Coming to Grips with CLOSURE I: PFO Device Plus Medical Therapy Not Superior to Medical Therapy Alone

SAN FRANCISCO, CALIF.—CLOSURE I—the first completed, prospective, randomized study of a patent foramen ovale closure device—failed to demonstrate a significant benefit of closure in patients with a PFO and cryptogenic stroke or transient ischemic attack.

Study researcher, Mark Reisman, MD, of Swedish Heart and Vascular Institute, Seattle, Wash., cited several reasons for the trial’s failure, including its inability to identify the “optimal” patient population due to insufficient specificity.


The device was not superior to medical therapy for any endpoint; the rate of stroke was comparable between the two arms (2.9% for the device vs. 3.1% for medical therapy alone; P=.79; see Table) and closure with the device (Starflex, NMT Medical) was associated with a higher incidence of atrial fibrillation (5.7% vs. 0.7%; P<.001).

The trial included 909 patients aged 60 years or younger with cryptogenic stroke or TIA and PFO documented by transesophageal echocardiography within 6 months of randomization. Patients were treated with either PFO closure with the Starflex device plus 325 mg aspirin (device arm) or with anticoagulation and/or 325 mg aspirin (medical therapy arm). The primary endpoints were 2-year incidence of stroke or TIA, all-cause mortality for the first 30 days and neurologic mortality from 31 days to 2 years.

“Alternative explanations unrelated to paradoxical embolism presented in 80% of patients with a current stroke,” Reisman said. “What is the failure mode or analysis? Too much overlap with other types of strokes; I clearly believe that.”

In addition, Reisman said the trial was not specific enough to identify the “optimal” patient population appropriate for this procedure. He also cited the timing of the strokes, noting that many of them occurred earlier than he had anticipated. Other challenging areas included the onset of AF in the device group (most were periprocedural); TIA diagnosis; and the ubiquitous nature of the second stroke.

Questions remain as to whether the 2-year timeframe was too short, and what caused the alternative explanation for stroke: “Was the first stroke not really related to the PFO? Was this a suboptimal device?” Reisman asked. “Was the patient selection not optimal? Were we too ambitious? Were these insignificant trends basically driven by transient ischemic attack? And should we not have included transient ischemic attack as an endpoint? Some of the earlier discussions were about AF not being diagnosed early on; maybe this is the cause of the original stroke leading to the second, and maybe we just need a clearer indication of high-risk patients.”
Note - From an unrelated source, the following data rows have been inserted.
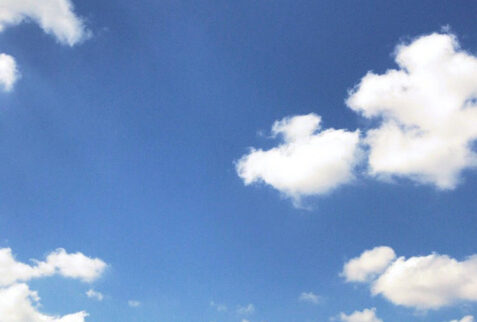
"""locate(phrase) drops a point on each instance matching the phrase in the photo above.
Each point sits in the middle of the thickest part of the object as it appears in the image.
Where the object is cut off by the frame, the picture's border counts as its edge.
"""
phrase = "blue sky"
(238, 161)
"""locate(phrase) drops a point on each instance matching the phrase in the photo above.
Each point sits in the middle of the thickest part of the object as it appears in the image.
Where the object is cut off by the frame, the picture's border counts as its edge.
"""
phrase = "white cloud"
(309, 297)
(246, 310)
(218, 307)
(59, 262)
(19, 304)
(467, 318)
(95, 295)
(8, 72)
(307, 162)
(367, 315)
(426, 282)
(428, 112)
(55, 17)
(369, 264)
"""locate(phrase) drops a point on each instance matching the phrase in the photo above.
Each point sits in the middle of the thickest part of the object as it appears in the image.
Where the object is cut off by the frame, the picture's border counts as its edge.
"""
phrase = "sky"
(238, 161)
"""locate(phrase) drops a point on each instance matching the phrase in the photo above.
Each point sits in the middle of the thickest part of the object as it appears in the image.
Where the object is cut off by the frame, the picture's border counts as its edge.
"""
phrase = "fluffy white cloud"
(246, 310)
(309, 297)
(467, 318)
(367, 315)
(55, 17)
(95, 295)
(369, 264)
(8, 72)
(19, 304)
(428, 112)
(426, 282)
(307, 162)
(59, 262)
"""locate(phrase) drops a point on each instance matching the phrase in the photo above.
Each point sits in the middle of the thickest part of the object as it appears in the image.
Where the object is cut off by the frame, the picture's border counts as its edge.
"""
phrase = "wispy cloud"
(309, 297)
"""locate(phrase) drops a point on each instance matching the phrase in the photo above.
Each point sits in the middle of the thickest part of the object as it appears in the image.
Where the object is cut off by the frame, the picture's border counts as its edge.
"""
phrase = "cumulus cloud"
(246, 310)
(367, 315)
(425, 282)
(95, 295)
(20, 304)
(428, 112)
(309, 297)
(369, 264)
(58, 262)
(309, 161)
(55, 17)
(8, 72)
(467, 318)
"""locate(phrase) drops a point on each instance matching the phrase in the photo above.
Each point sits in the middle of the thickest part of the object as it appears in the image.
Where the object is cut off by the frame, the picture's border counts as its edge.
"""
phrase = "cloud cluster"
(421, 282)
(426, 112)
(428, 109)
(58, 262)
(309, 160)
(467, 318)
(367, 315)
(369, 264)
(55, 17)
(8, 72)
(20, 304)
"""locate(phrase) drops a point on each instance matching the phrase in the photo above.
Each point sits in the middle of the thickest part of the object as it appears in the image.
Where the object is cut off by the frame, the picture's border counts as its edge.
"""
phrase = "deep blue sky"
(124, 148)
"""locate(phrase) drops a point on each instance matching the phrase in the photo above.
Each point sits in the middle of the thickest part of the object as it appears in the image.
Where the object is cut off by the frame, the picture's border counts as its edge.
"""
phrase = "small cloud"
(95, 295)
(468, 318)
(8, 72)
(309, 297)
(367, 315)
(218, 307)
(246, 310)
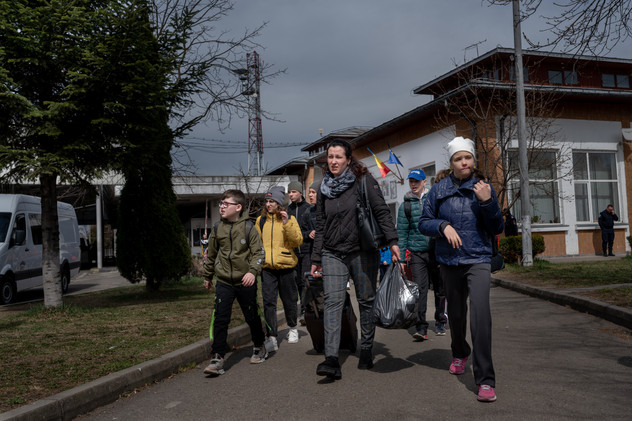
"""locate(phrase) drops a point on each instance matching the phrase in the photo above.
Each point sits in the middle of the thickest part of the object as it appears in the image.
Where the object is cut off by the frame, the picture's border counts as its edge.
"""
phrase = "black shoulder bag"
(370, 235)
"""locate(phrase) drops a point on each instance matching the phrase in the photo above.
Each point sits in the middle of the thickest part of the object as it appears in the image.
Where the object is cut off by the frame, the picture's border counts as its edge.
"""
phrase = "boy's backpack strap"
(249, 226)
(215, 225)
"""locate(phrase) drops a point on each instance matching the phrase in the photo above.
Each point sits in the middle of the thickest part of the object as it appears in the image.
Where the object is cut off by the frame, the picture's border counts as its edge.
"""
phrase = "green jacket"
(409, 236)
(230, 255)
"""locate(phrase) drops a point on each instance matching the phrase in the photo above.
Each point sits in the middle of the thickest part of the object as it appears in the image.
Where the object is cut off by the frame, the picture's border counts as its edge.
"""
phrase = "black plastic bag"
(395, 305)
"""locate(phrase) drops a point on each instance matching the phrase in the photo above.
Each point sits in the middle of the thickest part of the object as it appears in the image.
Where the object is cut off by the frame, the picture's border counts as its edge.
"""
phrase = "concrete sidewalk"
(85, 398)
Despite the questions left unanswered and the hypotheses regarding the failure mode, Reisman said the cardiology community should accept the results of the CLOSURE I trial: currently, PFO closure is not necessary in this patient population.

  • Dr. Reisman reports serving as a principal investigator for NMT Medical, and as an advisor for and having equity in Coaptus Medical, and serving on the advisory board for Boston Scientific.